The NBA pretty much assumes that if you're a good player, good enough to play professional basketball, somebody has discovered you by the end of your high school career and you've gone to a major college. Central Arkansas didn't fit that category, and NBA scouts always looked with suspicion at players with great statistics against inferior competition. There wasn't much interest in Pippen. Not that he expected much; he had become something of a local celebrity in college and was pretty happy with that. But Marty Blake, the director of collegiate scouting for the NBA, checked up on Pippen and sent out a report suggesting he had potential to be a good player. The Bulls listened.

Krause sent his top assistant, Billy McKinney, to check Pippen out, and McKinney discovered in Pippen the characteristics Krause loved in players: long arms, big hands, quickness, and jumping ability. But McKinney, who would later take a brief stint as general manager of the expansion Minnesota Timberwolves, said he couldn't tell how good Pippen was because the competition was so bad. Maybe he was a second-round pick. Krause thought he might have a diamond in the rough and figured he'd fool everyone, but Pippen's stock began to soar after impressive performances against some of the nation's best players in postseason all-star games, which are attended by executives from every NBA team. Krause would eventually grow desperate in his bid to snare Pippen and would ask his agent, Jimmy Sexton, to take Pippen to Hawaii for a few weeks before the draft—the Bulls would pay all his expenses—which could make other teams think Pippen irresponsible so they wouldn't draft him. “Thanks, Jerry, but we'll stay here,” Sexton told him.

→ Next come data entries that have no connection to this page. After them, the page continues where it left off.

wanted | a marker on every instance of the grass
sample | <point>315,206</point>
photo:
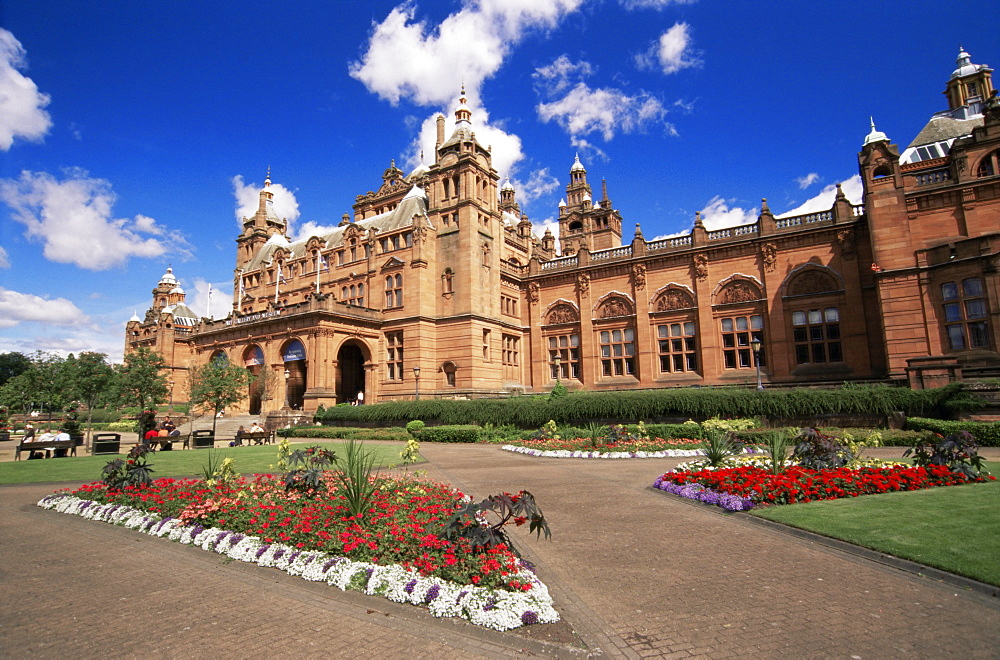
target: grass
<point>956,529</point>
<point>188,463</point>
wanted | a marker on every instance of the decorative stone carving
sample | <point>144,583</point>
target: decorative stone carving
<point>673,299</point>
<point>739,291</point>
<point>563,314</point>
<point>701,265</point>
<point>769,253</point>
<point>615,307</point>
<point>845,240</point>
<point>639,276</point>
<point>812,282</point>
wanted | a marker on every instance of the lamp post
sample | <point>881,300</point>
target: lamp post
<point>288,374</point>
<point>755,347</point>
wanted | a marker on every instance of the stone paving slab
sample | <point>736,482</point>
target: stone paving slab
<point>634,572</point>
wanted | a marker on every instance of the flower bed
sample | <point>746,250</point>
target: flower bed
<point>394,552</point>
<point>798,484</point>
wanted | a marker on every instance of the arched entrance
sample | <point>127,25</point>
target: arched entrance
<point>294,357</point>
<point>253,359</point>
<point>351,367</point>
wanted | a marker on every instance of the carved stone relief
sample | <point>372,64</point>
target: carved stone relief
<point>673,299</point>
<point>563,314</point>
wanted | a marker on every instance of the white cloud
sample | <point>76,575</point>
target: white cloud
<point>807,180</point>
<point>585,110</point>
<point>653,4</point>
<point>426,64</point>
<point>505,147</point>
<point>21,104</point>
<point>539,183</point>
<point>16,308</point>
<point>718,214</point>
<point>73,218</point>
<point>823,201</point>
<point>671,52</point>
<point>248,200</point>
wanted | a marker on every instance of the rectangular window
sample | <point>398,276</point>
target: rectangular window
<point>737,333</point>
<point>677,343</point>
<point>618,352</point>
<point>564,356</point>
<point>394,355</point>
<point>816,334</point>
<point>963,311</point>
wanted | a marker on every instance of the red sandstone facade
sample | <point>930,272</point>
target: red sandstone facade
<point>437,286</point>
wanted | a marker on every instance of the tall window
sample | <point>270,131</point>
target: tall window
<point>510,351</point>
<point>618,352</point>
<point>353,295</point>
<point>394,355</point>
<point>394,290</point>
<point>965,314</point>
<point>816,334</point>
<point>567,349</point>
<point>737,332</point>
<point>678,347</point>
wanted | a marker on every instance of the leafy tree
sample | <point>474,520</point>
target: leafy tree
<point>139,381</point>
<point>12,364</point>
<point>217,385</point>
<point>90,379</point>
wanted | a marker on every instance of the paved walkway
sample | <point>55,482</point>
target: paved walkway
<point>635,573</point>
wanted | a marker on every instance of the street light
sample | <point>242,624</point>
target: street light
<point>755,347</point>
<point>288,374</point>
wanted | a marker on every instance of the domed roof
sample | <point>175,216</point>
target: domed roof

A player's value rises and falls dramatically in those all-star games, and a classic Krause tale would emerge from one such gathering: In 1988, Krause had his eye on Dan Majerle, a rugged kid from small Central Michigan University, who would eventually make the Olympic team and become a first-round draft choice of the Phoenix Suns. Krause went to Majerle before the first of those games and asked him to pretend he was injured.

“Then we could get you with our third-round pick,” said Krause.

Majerle looked at Krause as if he were nuts.

“I think I might make a little more money if I were a first-round pick, Mr. Krause,” Majerle said.

Krause had not tried the same tactic with Pippen, though the proposed trip to Hawaii was close. The Bulls had the eighth and tenth picks in that draft, but Krause knew Pippen would not last until No. 8 because Sacramento, which had pick No. 6, was ready to grab him. So when Georgetown's Reggie Williams was picked fourth by the Los Angeles Clippers, Krause worked a deal with Seattle, which had the fifth pick and had wanted Williams. The deal was an exchange of draft choices (Seattle got Chicago's No. 8, plus its second-round pick in 1988 or '89 and the option to exchange first-round picks in 1989). Krause had Pippen, and the Executive of the Year award, as he also came up with Grant a few picks later.

Pippen had some money coming his way for the first time in his life, although not the ability to shake his insecurity about what he had become. He was the fifth pick in the draft, behind big-time stars like David Robinson, Armon Gilliam, Williams, and Dennis Hopson. After him came all-Americans from major universities like North Carolina's Kenny Smith and UCLA's Reggie Miller.